Ook in interviews, waar hij zich aanvankelijk met beleefde grapjes vanaf maakte, gaf Brel zich in de loop der tijd steeds vaker over aan tobberig gefilosofeer over zijn door de volwassenen geroofde jeugd en de waarde van het najagen van, desnoods stompzinnige, dromen. Dergelijke ontboezemingen werden meestal snel gevolgd door een relativerend grapje want, hield Brel vol, het leven is uiteindelijk oninteressant en niet serieus te nemen.
Naast een intens tourschema (gemiddeld 300 optredens per jaar) hield Brel er al die jaren ook een intens drink- en rookschema op na. Zijn nachtrust bestond uit hazenslaapjes en hij verloor tijdens een optreden naar eigen zeggen in een klein uur ruim een halve kilo aan lichaamsgewicht. Het wekte dan ook geen verbazing dat hij op 16 mei 1967 zijn laatste concert gaf. Als reden voor zijn afscheid gaf hij op dat hij bang was om zijn artistieke scherpte te verliezen. Ook wilde hij meer tijd vrijmaken voor 'andere dingen'. Daarnaast deden er geruchten de ronde dat Brel om gezondheidsredenen met optreden stopte. De titel van een Amerikaanse musical die rond dezelfde tijd een belangrijke impuls aan Brels bekendheid in de Angelsaksische wereld gaf, is in dit verband dan ook enigszins wrang: Jacques Brel is alive and well and living in Paris.
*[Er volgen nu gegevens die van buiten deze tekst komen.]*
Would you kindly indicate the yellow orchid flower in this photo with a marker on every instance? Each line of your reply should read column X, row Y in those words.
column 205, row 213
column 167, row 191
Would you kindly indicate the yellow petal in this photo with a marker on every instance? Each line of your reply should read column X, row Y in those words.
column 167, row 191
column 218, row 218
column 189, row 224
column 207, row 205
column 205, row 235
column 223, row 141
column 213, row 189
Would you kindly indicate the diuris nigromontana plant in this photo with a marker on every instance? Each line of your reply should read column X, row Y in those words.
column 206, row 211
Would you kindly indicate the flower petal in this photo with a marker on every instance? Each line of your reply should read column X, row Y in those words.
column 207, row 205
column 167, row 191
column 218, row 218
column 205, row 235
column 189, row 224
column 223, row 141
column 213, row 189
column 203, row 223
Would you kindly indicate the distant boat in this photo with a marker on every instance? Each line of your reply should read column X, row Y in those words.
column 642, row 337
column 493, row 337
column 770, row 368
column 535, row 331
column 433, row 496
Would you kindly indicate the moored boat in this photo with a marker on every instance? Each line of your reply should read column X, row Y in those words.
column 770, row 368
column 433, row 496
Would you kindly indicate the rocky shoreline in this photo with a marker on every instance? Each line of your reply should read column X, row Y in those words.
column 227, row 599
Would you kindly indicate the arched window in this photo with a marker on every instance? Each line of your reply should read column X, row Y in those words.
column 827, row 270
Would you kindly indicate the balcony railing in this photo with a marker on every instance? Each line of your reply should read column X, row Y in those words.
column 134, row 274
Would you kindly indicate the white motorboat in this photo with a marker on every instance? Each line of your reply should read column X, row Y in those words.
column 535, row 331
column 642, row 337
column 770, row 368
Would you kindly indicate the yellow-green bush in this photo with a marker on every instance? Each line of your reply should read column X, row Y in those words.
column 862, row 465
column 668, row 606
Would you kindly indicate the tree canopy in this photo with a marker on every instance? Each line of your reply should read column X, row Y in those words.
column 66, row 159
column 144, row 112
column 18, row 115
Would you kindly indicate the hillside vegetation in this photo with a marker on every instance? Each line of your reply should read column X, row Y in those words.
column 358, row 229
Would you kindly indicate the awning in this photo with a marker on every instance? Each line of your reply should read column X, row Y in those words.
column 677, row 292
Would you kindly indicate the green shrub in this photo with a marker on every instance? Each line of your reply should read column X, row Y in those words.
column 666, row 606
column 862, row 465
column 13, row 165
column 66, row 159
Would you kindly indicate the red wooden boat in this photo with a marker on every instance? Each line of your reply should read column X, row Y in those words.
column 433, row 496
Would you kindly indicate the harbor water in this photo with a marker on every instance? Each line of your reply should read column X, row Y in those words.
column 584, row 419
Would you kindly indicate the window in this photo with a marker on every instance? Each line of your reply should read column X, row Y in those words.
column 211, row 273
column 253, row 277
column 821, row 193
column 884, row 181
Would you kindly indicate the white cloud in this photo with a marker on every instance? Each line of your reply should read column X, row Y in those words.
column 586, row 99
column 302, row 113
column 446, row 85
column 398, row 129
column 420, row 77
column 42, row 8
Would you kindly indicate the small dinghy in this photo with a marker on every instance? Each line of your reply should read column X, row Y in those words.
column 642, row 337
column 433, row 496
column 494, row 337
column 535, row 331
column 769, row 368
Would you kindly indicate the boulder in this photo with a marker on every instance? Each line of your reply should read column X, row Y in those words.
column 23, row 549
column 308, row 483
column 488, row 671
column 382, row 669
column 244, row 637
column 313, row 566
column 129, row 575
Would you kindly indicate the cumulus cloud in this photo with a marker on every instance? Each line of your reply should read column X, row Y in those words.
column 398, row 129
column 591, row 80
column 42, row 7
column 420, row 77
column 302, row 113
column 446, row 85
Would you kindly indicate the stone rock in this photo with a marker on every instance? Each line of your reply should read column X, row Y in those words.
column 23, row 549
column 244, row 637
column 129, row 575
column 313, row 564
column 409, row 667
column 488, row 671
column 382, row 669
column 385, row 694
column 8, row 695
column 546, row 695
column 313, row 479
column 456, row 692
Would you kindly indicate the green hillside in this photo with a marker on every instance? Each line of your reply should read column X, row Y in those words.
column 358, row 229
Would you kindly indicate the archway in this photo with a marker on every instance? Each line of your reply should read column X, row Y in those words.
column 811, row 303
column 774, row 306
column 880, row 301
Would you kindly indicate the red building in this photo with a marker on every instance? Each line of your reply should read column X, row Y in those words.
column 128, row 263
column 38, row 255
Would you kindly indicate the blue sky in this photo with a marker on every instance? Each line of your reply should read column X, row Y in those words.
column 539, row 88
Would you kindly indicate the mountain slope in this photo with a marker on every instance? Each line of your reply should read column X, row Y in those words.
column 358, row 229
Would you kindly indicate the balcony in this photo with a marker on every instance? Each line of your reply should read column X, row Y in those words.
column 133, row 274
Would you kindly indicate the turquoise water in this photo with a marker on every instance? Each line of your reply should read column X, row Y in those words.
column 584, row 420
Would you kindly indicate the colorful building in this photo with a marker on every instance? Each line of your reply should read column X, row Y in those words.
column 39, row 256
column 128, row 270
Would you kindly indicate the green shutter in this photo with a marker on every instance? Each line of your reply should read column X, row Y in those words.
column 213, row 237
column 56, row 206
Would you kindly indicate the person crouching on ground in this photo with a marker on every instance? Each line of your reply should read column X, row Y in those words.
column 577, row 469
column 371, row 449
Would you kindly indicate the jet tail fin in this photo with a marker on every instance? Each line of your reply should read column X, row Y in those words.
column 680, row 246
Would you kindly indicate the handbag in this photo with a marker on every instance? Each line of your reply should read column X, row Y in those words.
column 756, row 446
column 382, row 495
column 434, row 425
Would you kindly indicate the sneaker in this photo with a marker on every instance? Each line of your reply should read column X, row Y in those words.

Brels tweede carrière Brel ging het vanaf 1967 rustig aan doen. In zijn geval betekende dat: Don Quichot spelen in een door hem zelf geregisseerde musical (l'Homme de la Mancha) en een filmcarrière beginnen.
Hoewel zijn verrichtingen als filmacteur welwillend werden ontvangen, behaalde hij op dat gebied niet het enorme succes dat hem als zanger ten deel viel. De twee films die hij zelf regisseerde waren ronduit flops en Brel moest concluderen dat het najagen van deze droom in een mislukking was geëindigd. Ook de kindertheatervoorstelling Voyage sur la lune leverde niet het gewenste resultaat. Brel en Rauber leverden de liedjes voor deze musical maar bliezen de voorstellingen vlak voor de geplande première in 1970 af, omdat ze het werk van regisseur Jean-Marc Landier ondermaats vonden.
Ook minder artistieke bezigheden hadden in de periode na 1967 Brels aandacht: hij behaalde zijn vliegbrevet en zijn zeilbrevet en bevoer samen met minnares Maddly Bamy per zeiljacht Askoy de Atlantische en Stille Oceaan. Uiteindelijk belandde het paar op het eiland Hiva Oa, onderdeel van de Marquesaseilanden in de Stille Oceaan.
Afscheid Toen bij Brel in 1974 longkanker werd geconstateerd besloot hij zich definitief op Hiva Oa te vestigen. Met het vliegtuigje 'Jojo' (genoemd naar zijn kort tevoren overleden vriend) verleende hij hand- en spandiensten aan de lokale bevolking. Hij reisde nu en dan naar Europa voor medische behandeling (een deel van zijn linkerlong werd verwijderd) en uiteindelijk voor het opnemen van een laatste LP.
De LP Brel verscheen eind 1977 en was de eerste volwaardige Brel-plaat in bijna tien jaar. Er werden op de dag dat de plaat uitkwam 600.000 exemplaren van verkocht en ook in artistiek opzicht werd Brel als een succes beschouwd. Kort na het uitkomen van de plaat keerde Brel alweer terug naar Hiva Oa, waar hij tot de zomer van 1978 samen met Maddly verbleef.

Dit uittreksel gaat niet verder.